The gender makeup of the city was 68.5% male and 31.5% female, which is a significant outlier and is due to the male-only Catholic seminary.

There were 27 households, of which _% had children under the age of 18 living with them, 66.7% were married couples living together and 33.3% had a male householder with no wife present. The average household size was 4.11.

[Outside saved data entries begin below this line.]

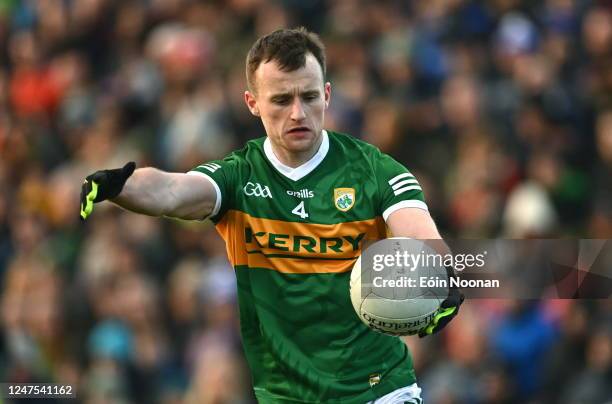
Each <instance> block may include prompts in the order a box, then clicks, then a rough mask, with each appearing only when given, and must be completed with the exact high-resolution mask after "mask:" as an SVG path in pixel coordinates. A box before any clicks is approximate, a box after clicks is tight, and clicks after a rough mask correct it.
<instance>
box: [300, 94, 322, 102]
mask: <svg viewBox="0 0 612 404" xmlns="http://www.w3.org/2000/svg"><path fill="white" fill-rule="evenodd" d="M303 98H304V99H305V100H306V101H314V100H317V99H318V98H319V94H318V93H308V94H304V97H303Z"/></svg>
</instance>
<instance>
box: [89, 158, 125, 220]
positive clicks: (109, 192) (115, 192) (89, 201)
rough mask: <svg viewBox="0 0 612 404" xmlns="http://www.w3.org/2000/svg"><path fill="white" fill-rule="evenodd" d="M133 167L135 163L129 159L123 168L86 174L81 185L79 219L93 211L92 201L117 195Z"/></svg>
mask: <svg viewBox="0 0 612 404" xmlns="http://www.w3.org/2000/svg"><path fill="white" fill-rule="evenodd" d="M135 168H136V163H134V162H133V161H130V162H129V163H127V164H126V165H124V166H123V168H116V169H114V170H101V171H96V172H95V173H93V174H91V175H88V176H87V177H86V178H85V181H84V182H83V186H82V187H81V220H85V219H87V217H88V216H89V215H90V214H91V212H93V204H94V203H97V202H102V201H105V200H107V199H113V198H115V197H117V195H119V194H120V193H121V190H122V189H123V186H124V185H125V182H126V181H127V179H128V178H130V175H132V173H133V172H134V169H135Z"/></svg>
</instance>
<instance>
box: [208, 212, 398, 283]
mask: <svg viewBox="0 0 612 404" xmlns="http://www.w3.org/2000/svg"><path fill="white" fill-rule="evenodd" d="M216 227H217V231H218V232H219V234H221V237H223V239H224V240H225V243H226V248H227V255H228V257H229V259H230V262H231V263H232V265H233V266H242V265H246V266H249V267H251V268H268V269H271V270H275V271H279V272H283V273H304V274H306V273H340V272H346V271H349V270H350V269H351V267H352V266H353V263H354V262H355V260H356V259H357V257H358V256H359V255H360V253H361V247H362V244H363V242H364V241H365V240H378V239H381V238H384V237H386V227H385V222H384V220H383V219H382V217H377V218H373V219H368V220H360V221H354V222H345V223H338V224H314V223H299V222H289V221H283V220H273V219H264V218H258V217H253V216H251V215H249V214H247V213H244V212H241V211H238V210H230V211H228V212H227V213H226V214H225V215H224V216H223V219H222V220H221V221H219V223H217V226H216Z"/></svg>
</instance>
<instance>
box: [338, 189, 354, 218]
mask: <svg viewBox="0 0 612 404" xmlns="http://www.w3.org/2000/svg"><path fill="white" fill-rule="evenodd" d="M334 203H335V204H336V208H338V210H341V211H343V212H346V211H347V210H349V209H350V208H352V207H353V205H354V204H355V188H336V189H334Z"/></svg>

The median age in the city was 58.4 years. 12.6% of residents were under the age of 18; 4.5% were between the ages of 18 and 24; 17.1% were from 25 to 44; 27% were from 45 to 64; and 38.7% were 65 years of age or older.

==Geography==
Conception is approximately 11 mi southeast of Maryville on US 136 and about 6 miles northeast of Guilford. It is part of the Tri-C Area being 1.5 mi miles south of Conception Junction and 2 mi southwest of Clyde. The Platte River passes 1.5 mi to the west.

===Climate===

Climate data for Conception, Missouri (1991–2020)
| Month | Jan | Feb | Mar | Apr | May | Jun | Jul | Aug | Sep | Oct | Nov | Dec | Year |
| Mean daily maximum °F (°C) | 33.5 (0.8) | 38.9 (3.8) | 51.3 (10.7) | 62.6 (17.0) | 72.3 (22.4) | 82.0 (27.8) | 85.9 (29.9) | 84.7 (29.3) | 77.5 (25.3) | 65.2 (18.4) | 50.5 (10.3) | 38.1 (3.4) | 61.9 (16.6) |
| Daily mean °F (°C) | 24.4 (−4.2) | 29.1 (−1.6) | 40.6 (4.8) | 51.6 (10.9) | 62.2 (16.8) | 72.0 (22.2) | 76.0 (24.4) | 74.3 (23.5) | 66.3 (19.1) | 54.0 (12.2) | 40.6 (4.8) | 29.4 (−1.4) | 51.7 (11.0) |
| Mean daily minimum °F (°C) | 15.4 (−9.2) | 19.3 (−7.1) | 29.9 (−1.2) | 40.6 (4.8) | 52.2 (11.2) | 62.0 (16.7) | 66.1 (18.9) | 63.8 (17.7) | 55.1 (12.8) | 42.9 (6.1) | 30.7 (−0.7) | 20.7 (−6.3) | 41.6 (5.3) |
| Average precipitation inches (mm) | 0.89 (23) | 1.41 (36) | 2.42 (61) | 3.97 (101) | 5.15 (131) | 5.09 (129) | 5.51 (140) | 4.05 (103) | 3.74 (95) | 2.87 (73) | 1.95 (50) | 1.49 (38) | 38.54 (980) |
| Average snowfall inches (cm) | 5.8 (15) | 5.1 (13) | 2.1 (5.3) | 1.1 (2.8) | 0.0 (0.0) | 0.0 (0.0) | 0.0 (0.0) | 0.0 (0.0) | 0.0 (0.0) | 0.1 (0.25) | 1.4 (3.6) | 3.8 (9.7) | 19.4 (49.65) |
Source: NOAA

==Education==
Conception is in the Jefferson C-123 School District which has an elementary school and a high school located between Conception and Conception Junction in the center of Jefferson Township. Additionally, a private catholic seminary is located in Conception at the Conception Abbey.

==Infrastructure==
The Conception Wind Project is a small wind farm location around and south of Conception.